# Dull meat slicer



## floridasteve (Oct 8, 2016)

My old meat sliver needs sharpened.  And advice on how to do this?


----------



## joe black (Oct 8, 2016)

Steve, If it was mine, I'd look in the yellow pages for a sharpening service.  I'm not good at that sort of thing.  Good luck.


----------



## briggy (Oct 8, 2016)

Around here we have a traveling knife sharpening business.  They also do slicer blades and are fantastic.  Try looking up knife sharpening.  Hope it helps.


----------



## floridasteve (Oct 8, 2016)

Joe Black said:


> Steve, If it was mine, I'd look in the yellow pages for a sharpening service.  I'm not good at that sort of thing.  Good luck.






Briggy said:


> Around here we have a traveling knife sharpening business.  They also do slicer blades and are fantastic.  Try looking up knife sharpening.  Hope it helps.

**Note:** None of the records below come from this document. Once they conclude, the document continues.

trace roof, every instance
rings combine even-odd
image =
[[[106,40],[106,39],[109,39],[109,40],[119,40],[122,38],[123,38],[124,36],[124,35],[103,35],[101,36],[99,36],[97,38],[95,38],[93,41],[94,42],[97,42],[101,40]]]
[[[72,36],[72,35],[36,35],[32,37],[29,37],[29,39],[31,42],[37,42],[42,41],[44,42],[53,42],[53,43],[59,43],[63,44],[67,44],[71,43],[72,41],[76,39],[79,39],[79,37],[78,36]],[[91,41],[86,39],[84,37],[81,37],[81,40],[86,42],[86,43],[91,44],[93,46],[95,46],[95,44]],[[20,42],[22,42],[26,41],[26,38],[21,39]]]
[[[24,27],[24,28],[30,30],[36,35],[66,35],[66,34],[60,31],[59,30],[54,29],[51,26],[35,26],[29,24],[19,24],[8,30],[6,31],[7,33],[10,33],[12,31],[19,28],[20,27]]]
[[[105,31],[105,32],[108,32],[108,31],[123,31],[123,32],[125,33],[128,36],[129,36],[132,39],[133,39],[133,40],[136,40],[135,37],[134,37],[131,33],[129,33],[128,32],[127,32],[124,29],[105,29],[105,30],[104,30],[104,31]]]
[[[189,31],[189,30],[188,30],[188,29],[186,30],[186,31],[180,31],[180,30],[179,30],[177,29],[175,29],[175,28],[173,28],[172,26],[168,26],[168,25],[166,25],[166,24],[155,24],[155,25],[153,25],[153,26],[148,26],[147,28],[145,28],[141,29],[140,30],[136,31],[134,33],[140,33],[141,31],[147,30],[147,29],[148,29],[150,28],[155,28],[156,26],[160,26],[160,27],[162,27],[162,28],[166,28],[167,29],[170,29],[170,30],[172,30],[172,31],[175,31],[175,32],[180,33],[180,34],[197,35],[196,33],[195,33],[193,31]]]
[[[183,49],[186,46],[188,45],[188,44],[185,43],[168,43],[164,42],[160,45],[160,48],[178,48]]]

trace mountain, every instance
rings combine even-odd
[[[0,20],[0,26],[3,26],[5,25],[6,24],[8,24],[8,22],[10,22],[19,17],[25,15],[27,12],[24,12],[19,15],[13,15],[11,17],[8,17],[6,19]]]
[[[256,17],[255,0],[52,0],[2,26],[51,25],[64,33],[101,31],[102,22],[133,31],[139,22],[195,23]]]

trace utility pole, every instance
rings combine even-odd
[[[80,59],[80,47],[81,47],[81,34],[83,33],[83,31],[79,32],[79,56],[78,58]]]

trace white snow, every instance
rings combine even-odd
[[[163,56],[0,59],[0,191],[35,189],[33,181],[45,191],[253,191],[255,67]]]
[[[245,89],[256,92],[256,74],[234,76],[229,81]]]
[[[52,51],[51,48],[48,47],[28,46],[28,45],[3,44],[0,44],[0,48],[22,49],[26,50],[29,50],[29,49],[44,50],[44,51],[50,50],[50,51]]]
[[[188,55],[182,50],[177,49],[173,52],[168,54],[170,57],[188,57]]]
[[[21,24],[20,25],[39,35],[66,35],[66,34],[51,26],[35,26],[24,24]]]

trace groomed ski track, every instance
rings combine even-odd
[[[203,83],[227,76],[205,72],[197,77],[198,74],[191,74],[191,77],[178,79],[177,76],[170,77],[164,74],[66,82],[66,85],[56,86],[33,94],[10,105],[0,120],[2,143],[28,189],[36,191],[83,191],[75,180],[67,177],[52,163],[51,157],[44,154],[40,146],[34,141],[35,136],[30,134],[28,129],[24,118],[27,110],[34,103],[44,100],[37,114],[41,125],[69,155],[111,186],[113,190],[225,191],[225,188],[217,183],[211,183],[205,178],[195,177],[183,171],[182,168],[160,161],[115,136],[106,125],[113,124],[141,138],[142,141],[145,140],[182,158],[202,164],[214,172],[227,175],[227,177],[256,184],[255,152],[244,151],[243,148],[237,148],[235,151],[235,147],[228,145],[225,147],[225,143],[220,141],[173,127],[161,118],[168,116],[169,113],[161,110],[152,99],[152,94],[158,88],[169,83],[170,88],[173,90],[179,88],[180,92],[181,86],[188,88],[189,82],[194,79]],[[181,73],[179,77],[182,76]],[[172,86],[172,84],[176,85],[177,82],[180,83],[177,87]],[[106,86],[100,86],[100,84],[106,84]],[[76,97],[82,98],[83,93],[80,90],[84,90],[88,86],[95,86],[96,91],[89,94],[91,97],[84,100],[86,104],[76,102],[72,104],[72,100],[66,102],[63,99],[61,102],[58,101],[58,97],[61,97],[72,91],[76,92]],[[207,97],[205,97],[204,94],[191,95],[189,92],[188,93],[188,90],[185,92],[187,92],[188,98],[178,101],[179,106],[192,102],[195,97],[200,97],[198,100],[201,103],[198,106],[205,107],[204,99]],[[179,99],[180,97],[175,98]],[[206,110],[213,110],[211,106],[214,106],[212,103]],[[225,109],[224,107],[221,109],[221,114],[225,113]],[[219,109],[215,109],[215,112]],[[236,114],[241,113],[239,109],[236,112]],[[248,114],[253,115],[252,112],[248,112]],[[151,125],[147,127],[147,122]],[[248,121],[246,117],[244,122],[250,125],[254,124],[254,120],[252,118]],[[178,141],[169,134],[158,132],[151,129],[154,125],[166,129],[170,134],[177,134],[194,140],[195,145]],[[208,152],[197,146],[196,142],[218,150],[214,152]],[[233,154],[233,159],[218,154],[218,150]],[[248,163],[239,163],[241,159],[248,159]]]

I tried looking for meat slicer blade sharpening, but never thought of looking for just knife sharpening.  I'll give that a try!  Thanks [emoji]128515[/emoji]


----------



## SmokinAl (Oct 9, 2016)

Usually you can buy a sharpener for your brand of slicer.

They are not too expensive.

I bought  one for my chefs choice & my commercial slicer had one built in.

Al


----------



## tripleq (Oct 9, 2016)

Its not hard but you have to be careful. I take it yours doesn't have a built in one. Do you have a good set of stones? If not, Ill bring some to the gathering. Im a knife maker, perhaps Ill bring a setup to sharpen some steel.


----------



## marctrees (Oct 14, 2016)

Florida - You never gave us any idea if you have a $20 or a $2,000 slicer

The $20 one, you throw away and replace in reality.

A $2000 Berkel, Globe, Hobart etc.,  MANY places professionally sharpen them.

Probably not in your neighborhood, but USPS Flat Rate boxes are your friend.

Of course, check local Yellow Pages as said above.

Did you go here - ??

https://www.google.com/webhp?sourceid=chrome-instant&ion=1&espv=2&ie=UTF-8#q=slicer+sharpening+

https://www.google.com/webhp?source...&espv=2&ie=UTF-8#q=slicer+sharpening&start=10

https://www.google.com/webhp?source...=UTF-8#q=meat+slicer+blade+sharpening+service


----------



## chef jimmyj (Oct 14, 2016)

My 7" Waring Blade is cheap to replace but a little Stone and Steel work by hand and it's good as new. The Chef Choice has add on sharpeners and for most of the big name high dollar slicers made in the last 20 years, you can order stone sharpeners for or find them on Ebay...JJ


----------